At a glance, Scratch may show it to be a little kid’s website. But it is anything but that. Anything you want can be created with it’s simple block-by-block programming system, from an entire animated series to a replica of Pac-Man.
Creating games and animations is super simple with Scratch. There are blocks with certain commands written on them. You snap the blocks together, click the green flag in the corner, and watch what you programmed unfold on screen. Scratch was created by Mitch Resnick at the MIT Media Lab as a way to teach kids of all ages to code.
As well as being a programming language, Scratch is also an online community, where the more than 29 million users (called “Scratchers”) can interact with each other, give feedback on projects, collaborate, and remake each other’s projects.

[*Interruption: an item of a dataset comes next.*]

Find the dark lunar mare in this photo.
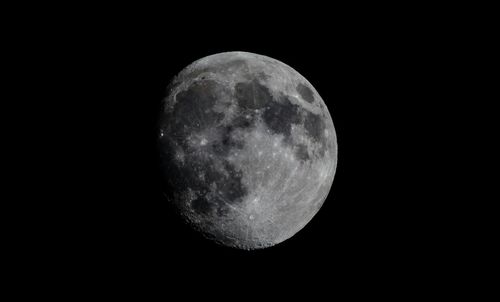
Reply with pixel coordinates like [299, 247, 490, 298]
[297, 83, 314, 103]
[159, 80, 248, 225]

As you learn more about Scratch, you will also learn about Scratch myths and legends (the infamous Scratcher “Kaj”), trends (“Lyrics Taken Literally”) and the endless amount of things you can create!
As of right now, Scratch is not able to run on phones or tablets, but MIT is programming the third version of Scratch in a way that will allow it to run on those devices, and a group of Scratchers are working on a Scratch-like app called Go Everywhere that will run on anything from an iPhone to a DS.
Go onto scratch.mit.edu and give it a try! Doing so may lead you to a successful career as a programmer.